Aparcar en el carril bus en una de las calles con más tráfico de la ciudad está mal. Encararse con los agentes que te sancionan, diciendo que «o multita o bronquita», es peor. Desobedecerles y huir del lugar sin esperar a que terminen su trabajo lo agrava aún más. Derribar una de las motos de los agentes en la fuga y no detenerse ni cuando lo ordena, con las sirenas encendidas, la policía municipal es todavía más grave. Refugiarse en el palacete y mandar a los escoltas de la Guardia Civil a negociar la rendición con un «parte amistoso» es ya la leche. Pero el colmo de todo esto, lo más intolerable, es lo que ha pasado después: ver a Esperanza Aguirre, de gira por todas las televisiones y radios del país, culpando a los agentes de «machismo», de «buscar la foto», de aparcar «malísimamente» la moto y de una «detención ilegal».
Aguirre sigue a la fuga y cada paso que da tras su primer error lo agrava aún más. Sus actos retratan a una persona prepotente, hipócrita, mentirosa y desconectada de la realidad. Alguien que se cree por encima de la ley, tan acostumbrada a mandar que es incapaz de respetar otra autoridad que no sea su propia voluntad.
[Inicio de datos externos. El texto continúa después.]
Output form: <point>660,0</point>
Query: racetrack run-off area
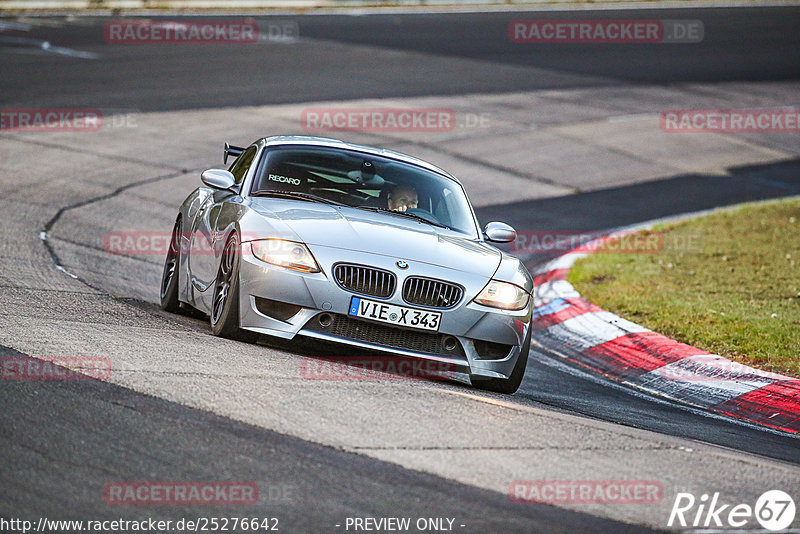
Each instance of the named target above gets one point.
<point>546,137</point>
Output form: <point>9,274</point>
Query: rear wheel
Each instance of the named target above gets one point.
<point>169,278</point>
<point>511,384</point>
<point>225,306</point>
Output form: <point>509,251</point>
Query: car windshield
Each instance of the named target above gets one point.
<point>365,181</point>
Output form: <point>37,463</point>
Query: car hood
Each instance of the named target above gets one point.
<point>379,233</point>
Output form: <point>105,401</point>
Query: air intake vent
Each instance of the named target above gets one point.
<point>431,293</point>
<point>365,280</point>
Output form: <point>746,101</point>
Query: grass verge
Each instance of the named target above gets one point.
<point>728,283</point>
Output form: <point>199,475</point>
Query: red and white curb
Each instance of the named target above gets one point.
<point>577,330</point>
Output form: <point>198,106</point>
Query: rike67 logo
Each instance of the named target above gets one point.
<point>774,510</point>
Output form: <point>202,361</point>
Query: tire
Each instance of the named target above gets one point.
<point>511,384</point>
<point>169,277</point>
<point>225,304</point>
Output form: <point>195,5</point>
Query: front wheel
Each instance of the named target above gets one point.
<point>511,384</point>
<point>225,306</point>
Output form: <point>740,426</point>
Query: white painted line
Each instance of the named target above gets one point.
<point>544,293</point>
<point>591,329</point>
<point>563,262</point>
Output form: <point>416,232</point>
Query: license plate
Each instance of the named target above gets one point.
<point>396,315</point>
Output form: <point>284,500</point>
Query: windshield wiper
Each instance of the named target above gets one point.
<point>402,214</point>
<point>296,195</point>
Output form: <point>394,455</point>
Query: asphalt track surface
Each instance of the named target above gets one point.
<point>755,45</point>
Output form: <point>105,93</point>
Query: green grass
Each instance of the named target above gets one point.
<point>728,283</point>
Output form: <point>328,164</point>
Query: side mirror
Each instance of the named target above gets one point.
<point>499,232</point>
<point>218,179</point>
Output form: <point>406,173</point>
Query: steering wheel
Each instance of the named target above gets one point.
<point>428,216</point>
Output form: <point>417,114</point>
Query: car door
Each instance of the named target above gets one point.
<point>206,241</point>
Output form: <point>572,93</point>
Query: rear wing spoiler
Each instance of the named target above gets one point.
<point>231,150</point>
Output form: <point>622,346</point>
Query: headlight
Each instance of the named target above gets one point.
<point>503,295</point>
<point>285,254</point>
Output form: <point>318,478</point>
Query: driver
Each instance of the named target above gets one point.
<point>402,197</point>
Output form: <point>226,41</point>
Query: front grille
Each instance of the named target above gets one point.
<point>365,280</point>
<point>432,343</point>
<point>431,293</point>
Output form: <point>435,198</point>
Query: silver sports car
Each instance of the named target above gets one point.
<point>351,244</point>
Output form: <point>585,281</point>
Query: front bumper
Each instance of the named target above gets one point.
<point>488,340</point>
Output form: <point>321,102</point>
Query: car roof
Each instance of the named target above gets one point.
<point>328,142</point>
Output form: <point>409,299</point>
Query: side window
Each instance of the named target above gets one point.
<point>240,166</point>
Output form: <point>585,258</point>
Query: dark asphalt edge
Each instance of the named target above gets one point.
<point>321,455</point>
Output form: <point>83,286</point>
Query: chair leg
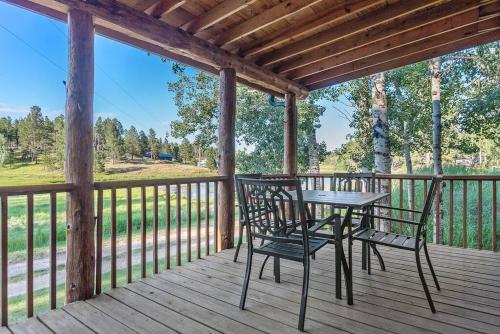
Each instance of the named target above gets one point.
<point>424,283</point>
<point>247,278</point>
<point>303,300</point>
<point>430,266</point>
<point>380,259</point>
<point>262,267</point>
<point>238,245</point>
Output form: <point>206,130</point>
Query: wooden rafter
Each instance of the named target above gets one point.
<point>451,46</point>
<point>164,7</point>
<point>321,68</point>
<point>273,14</point>
<point>432,42</point>
<point>216,14</point>
<point>316,23</point>
<point>379,32</point>
<point>382,15</point>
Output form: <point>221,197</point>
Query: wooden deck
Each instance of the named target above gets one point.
<point>203,296</point>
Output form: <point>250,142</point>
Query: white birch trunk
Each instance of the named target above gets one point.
<point>435,70</point>
<point>381,146</point>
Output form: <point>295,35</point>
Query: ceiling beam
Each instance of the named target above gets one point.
<point>176,44</point>
<point>433,42</point>
<point>215,15</point>
<point>379,32</point>
<point>386,44</point>
<point>266,18</point>
<point>349,8</point>
<point>357,25</point>
<point>163,7</point>
<point>451,46</point>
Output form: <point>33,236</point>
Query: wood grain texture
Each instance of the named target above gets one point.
<point>227,156</point>
<point>80,252</point>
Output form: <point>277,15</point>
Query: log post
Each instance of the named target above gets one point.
<point>290,136</point>
<point>80,258</point>
<point>226,157</point>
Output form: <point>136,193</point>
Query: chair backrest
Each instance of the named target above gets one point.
<point>360,182</point>
<point>431,194</point>
<point>272,211</point>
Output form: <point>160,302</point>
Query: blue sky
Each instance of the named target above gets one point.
<point>129,84</point>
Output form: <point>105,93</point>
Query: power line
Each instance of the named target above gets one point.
<point>48,59</point>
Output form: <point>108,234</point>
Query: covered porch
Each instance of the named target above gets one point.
<point>286,49</point>
<point>203,297</point>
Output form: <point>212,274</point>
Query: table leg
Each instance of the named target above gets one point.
<point>338,258</point>
<point>277,272</point>
<point>350,298</point>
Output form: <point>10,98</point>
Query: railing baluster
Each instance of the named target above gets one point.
<point>216,225</point>
<point>189,222</point>
<point>29,257</point>
<point>129,235</point>
<point>113,238</point>
<point>4,252</point>
<point>494,225</point>
<point>450,226</point>
<point>480,214</point>
<point>400,205</point>
<point>198,220</point>
<point>464,214</point>
<point>207,218</point>
<point>53,250</point>
<point>412,199</point>
<point>167,226</point>
<point>178,225</point>
<point>98,257</point>
<point>143,231</point>
<point>155,229</point>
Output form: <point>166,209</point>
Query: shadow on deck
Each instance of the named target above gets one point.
<point>203,297</point>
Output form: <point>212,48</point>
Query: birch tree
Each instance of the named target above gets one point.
<point>381,147</point>
<point>435,71</point>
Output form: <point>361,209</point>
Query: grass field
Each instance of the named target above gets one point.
<point>37,174</point>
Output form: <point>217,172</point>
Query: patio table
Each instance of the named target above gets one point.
<point>351,201</point>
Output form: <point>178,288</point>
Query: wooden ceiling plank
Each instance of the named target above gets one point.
<point>395,41</point>
<point>178,41</point>
<point>269,16</point>
<point>163,7</point>
<point>382,15</point>
<point>349,9</point>
<point>215,15</point>
<point>432,42</point>
<point>377,33</point>
<point>452,46</point>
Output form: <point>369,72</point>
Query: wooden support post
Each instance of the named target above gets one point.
<point>80,261</point>
<point>226,157</point>
<point>290,138</point>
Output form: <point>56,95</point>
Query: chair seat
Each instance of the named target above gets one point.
<point>294,252</point>
<point>386,238</point>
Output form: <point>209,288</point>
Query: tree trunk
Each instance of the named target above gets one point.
<point>290,136</point>
<point>408,162</point>
<point>435,70</point>
<point>381,148</point>
<point>80,257</point>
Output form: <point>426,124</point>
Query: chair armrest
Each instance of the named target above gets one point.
<point>395,208</point>
<point>405,221</point>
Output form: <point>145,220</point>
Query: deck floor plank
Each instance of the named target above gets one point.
<point>203,297</point>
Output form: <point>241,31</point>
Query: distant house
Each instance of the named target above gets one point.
<point>161,156</point>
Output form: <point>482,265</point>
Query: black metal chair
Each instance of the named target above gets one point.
<point>240,212</point>
<point>405,242</point>
<point>280,223</point>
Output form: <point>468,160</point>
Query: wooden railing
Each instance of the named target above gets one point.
<point>134,221</point>
<point>29,196</point>
<point>473,225</point>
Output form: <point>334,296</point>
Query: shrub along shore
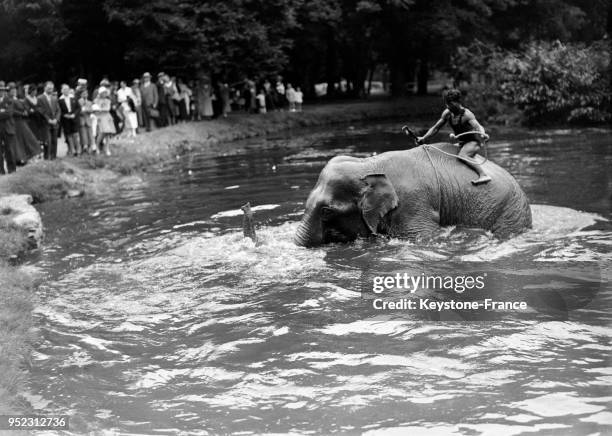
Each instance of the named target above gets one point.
<point>88,175</point>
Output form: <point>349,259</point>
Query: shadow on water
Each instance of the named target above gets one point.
<point>159,317</point>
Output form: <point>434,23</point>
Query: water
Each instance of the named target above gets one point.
<point>158,317</point>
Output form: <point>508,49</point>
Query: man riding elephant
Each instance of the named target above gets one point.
<point>411,194</point>
<point>466,128</point>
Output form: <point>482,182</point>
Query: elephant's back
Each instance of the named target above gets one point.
<point>500,205</point>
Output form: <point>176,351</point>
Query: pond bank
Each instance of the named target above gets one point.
<point>88,175</point>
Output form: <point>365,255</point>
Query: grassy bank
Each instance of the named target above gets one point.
<point>45,180</point>
<point>16,297</point>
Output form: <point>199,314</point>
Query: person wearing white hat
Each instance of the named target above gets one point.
<point>105,125</point>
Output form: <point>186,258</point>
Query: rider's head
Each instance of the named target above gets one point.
<point>452,100</point>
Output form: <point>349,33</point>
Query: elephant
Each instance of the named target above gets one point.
<point>409,194</point>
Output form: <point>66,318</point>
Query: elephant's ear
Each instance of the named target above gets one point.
<point>377,199</point>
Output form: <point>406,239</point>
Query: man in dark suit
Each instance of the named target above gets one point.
<point>69,106</point>
<point>49,108</point>
<point>150,99</point>
<point>7,131</point>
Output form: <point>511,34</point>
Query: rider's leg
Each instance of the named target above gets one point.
<point>469,151</point>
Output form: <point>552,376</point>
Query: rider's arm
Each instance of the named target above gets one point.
<point>436,127</point>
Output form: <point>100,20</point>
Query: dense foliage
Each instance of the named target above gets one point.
<point>308,41</point>
<point>545,81</point>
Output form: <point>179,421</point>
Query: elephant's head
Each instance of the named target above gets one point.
<point>347,202</point>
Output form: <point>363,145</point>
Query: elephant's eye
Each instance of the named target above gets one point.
<point>327,212</point>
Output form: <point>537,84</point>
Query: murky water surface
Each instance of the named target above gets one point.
<point>158,317</point>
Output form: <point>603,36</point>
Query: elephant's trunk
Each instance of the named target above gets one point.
<point>307,234</point>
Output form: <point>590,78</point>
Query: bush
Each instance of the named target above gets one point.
<point>545,81</point>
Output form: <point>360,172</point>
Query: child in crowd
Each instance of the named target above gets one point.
<point>461,120</point>
<point>261,101</point>
<point>299,97</point>
<point>290,94</point>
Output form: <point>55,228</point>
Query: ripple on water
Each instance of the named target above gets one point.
<point>197,327</point>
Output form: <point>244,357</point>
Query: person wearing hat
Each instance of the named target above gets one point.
<point>27,145</point>
<point>48,106</point>
<point>150,100</point>
<point>7,131</point>
<point>105,124</point>
<point>137,101</point>
<point>71,112</point>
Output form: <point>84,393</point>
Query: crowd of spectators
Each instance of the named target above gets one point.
<point>34,116</point>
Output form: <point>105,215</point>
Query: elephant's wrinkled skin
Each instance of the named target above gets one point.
<point>400,194</point>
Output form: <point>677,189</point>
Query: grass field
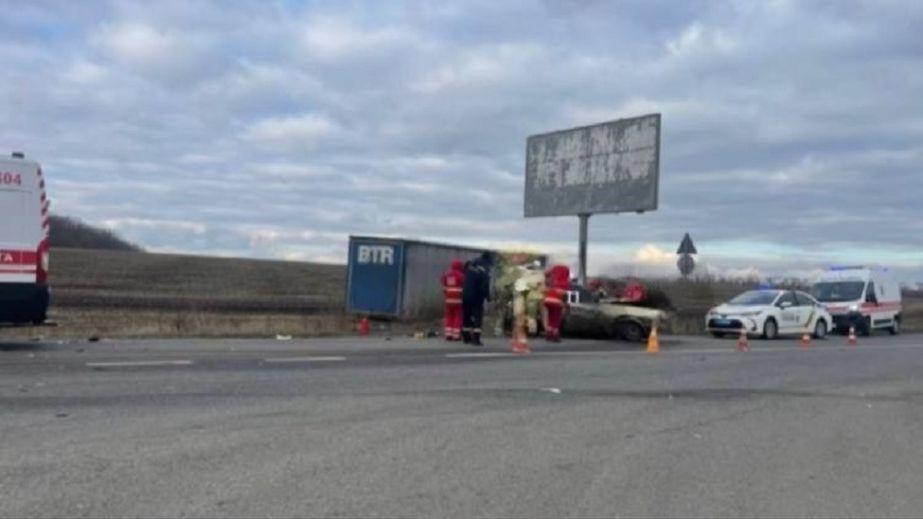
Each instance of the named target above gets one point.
<point>133,294</point>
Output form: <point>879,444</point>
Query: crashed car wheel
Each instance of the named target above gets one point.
<point>631,331</point>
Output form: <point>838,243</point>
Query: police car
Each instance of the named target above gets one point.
<point>770,313</point>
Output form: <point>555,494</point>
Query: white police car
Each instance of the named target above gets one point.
<point>770,313</point>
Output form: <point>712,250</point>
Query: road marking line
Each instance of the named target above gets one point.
<point>478,355</point>
<point>138,363</point>
<point>305,359</point>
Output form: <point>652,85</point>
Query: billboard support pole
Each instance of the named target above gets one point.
<point>584,225</point>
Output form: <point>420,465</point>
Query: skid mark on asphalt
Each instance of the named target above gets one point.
<point>139,363</point>
<point>283,360</point>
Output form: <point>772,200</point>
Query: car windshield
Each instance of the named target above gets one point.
<point>838,291</point>
<point>755,297</point>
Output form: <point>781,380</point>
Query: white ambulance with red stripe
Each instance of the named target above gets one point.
<point>24,225</point>
<point>866,298</point>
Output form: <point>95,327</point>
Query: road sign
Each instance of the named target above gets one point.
<point>611,167</point>
<point>685,264</point>
<point>686,247</point>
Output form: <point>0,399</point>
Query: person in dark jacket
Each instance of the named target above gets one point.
<point>474,293</point>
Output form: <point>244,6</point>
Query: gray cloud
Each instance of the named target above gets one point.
<point>787,123</point>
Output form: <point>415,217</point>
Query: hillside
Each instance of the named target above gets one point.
<point>65,232</point>
<point>100,279</point>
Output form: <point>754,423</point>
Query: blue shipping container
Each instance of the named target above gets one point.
<point>391,277</point>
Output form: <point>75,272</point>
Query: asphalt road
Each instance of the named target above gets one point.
<point>353,427</point>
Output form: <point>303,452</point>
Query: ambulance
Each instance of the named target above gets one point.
<point>867,298</point>
<point>24,225</point>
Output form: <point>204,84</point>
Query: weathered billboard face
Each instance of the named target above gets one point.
<point>611,167</point>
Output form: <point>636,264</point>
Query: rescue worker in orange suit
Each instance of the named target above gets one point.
<point>475,292</point>
<point>452,282</point>
<point>557,282</point>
En un país más normal, Esperanza Aguirre habría acabado la fiesta en comisaría, igual que cualquier otro españolito que hubiese protagonizado un episodio así sin ser la condesa que aún reina en el PP de Madrid. En Inglaterra, los ministros dimiten por ocultar una multa por exceso de velocidad. Sobra decir qué carrera política le quedaría si, en vez de Madrid, Aguirre aspirase a la alcaldía de Londres, París, o Berlín.